Getting In – Admissions Factors Besides Grades and Test Scores
WHILE YOU PROBABLY KNOW THAT GRADES and test scores are important factors in getting into college, you may be wondering what else is taken under consideration when reviewing your application. It’s hard to say how much weight is put on each of these, but being strong in something other than grades and test scores might put you over the top!
- YOUR APPLICATION ESSAY. Unlike a creative writing test, your college application essay is about showing that you’re unique, interesting and ready for college. This is your chance to convince the university that you’re a good catch! Some colleges, like George Mason and the College of William and Mary, are now allowing students to submit video essays in addition to their written essay.
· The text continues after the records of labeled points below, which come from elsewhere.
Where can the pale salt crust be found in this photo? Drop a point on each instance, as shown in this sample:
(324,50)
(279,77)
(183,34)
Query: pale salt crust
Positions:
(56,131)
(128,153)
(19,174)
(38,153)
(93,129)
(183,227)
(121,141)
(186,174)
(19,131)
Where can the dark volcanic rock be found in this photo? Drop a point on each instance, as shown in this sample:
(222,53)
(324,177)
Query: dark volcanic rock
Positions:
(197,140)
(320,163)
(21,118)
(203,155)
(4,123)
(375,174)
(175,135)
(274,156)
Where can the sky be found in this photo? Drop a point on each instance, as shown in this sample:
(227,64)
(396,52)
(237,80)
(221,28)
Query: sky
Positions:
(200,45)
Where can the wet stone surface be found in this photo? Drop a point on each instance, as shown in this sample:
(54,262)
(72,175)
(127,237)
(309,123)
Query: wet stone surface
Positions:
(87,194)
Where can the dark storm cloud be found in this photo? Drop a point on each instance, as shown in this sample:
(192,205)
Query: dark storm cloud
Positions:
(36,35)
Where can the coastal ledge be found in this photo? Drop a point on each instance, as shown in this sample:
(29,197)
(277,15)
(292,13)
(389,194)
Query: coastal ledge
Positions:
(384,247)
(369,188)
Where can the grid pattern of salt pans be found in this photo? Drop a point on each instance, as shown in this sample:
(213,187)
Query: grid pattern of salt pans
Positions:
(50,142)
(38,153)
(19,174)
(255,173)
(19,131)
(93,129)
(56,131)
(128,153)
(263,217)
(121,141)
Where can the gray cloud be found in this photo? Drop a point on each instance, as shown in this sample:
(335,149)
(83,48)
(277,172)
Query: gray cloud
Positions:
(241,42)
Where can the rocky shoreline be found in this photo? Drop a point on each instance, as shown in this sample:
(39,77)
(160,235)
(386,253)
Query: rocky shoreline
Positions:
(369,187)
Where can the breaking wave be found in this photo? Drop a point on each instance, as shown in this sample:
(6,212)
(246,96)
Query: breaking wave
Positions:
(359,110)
- A RIGOROUS HIGH SCHOOL COURSE LOAD. While it’s tempting to load up on Advanced Placement honors and IB classes to look good alongside your competition be careful not to overdo it. Look for classes in which you’ll still perform well (at least a B or better). If you do get an A it will count more than an A in a “regular” course.
- EXTRACURRICULAR ACTIVITIES. If your student council presidency shows your passion for politics and your dental records show your hunger for hockey you’ll be happy to know that in-school (and out-of-school) activities can have significant weight when applying to college. That doesn’t mean you should stretch yourself thin by signing up for everything. On the contrary just choose a few activities that you really enjoy and stick with them by devoting meaningful time to them.
- VOLUNTEER WORK. While the time you’ve put in to volunteering is important so is the energy. Were you a top seller for a church fundraiser? Did you assume a leadership role at the local food bank? Talk about the type of volunteer work you did and the tasks you’re most proud of.
- AWARDS AND RECOGNITIONS. These don’t necessarily need to be academic achievements. Basketball team MVPs outstanding leadership awards or even recognition for perfect attendance can impress an admissions committee.
- RECOMMENDATIONS. Most schools require at least two recommendations. Ask a teacher coach minister or boss who thinks you rock to write a letter on your behalf.
- DIVERSITY. While no substitute for good grades test scores and activities this is still a factor at many colleges nonetheless. At Stanford for example the school’s commitment is to “admitting and enrolling a student body that is both highly qualified and diverse.”
- LEGACY. Although it’s never a guarantee of admittance having a family member who attended your college of choice may give you that extra edge. Indicate it on your application but don’t rely on it.
- CLASS RANK. Still a factor at most schools your class rank can show your intelligence and motivation in relation to your peers.
No matter what factors a college considers the best way to prepare for life after high school is to do your research work hard get involved in activities and make friends (adults call it “networking”). Now that’s college prep work!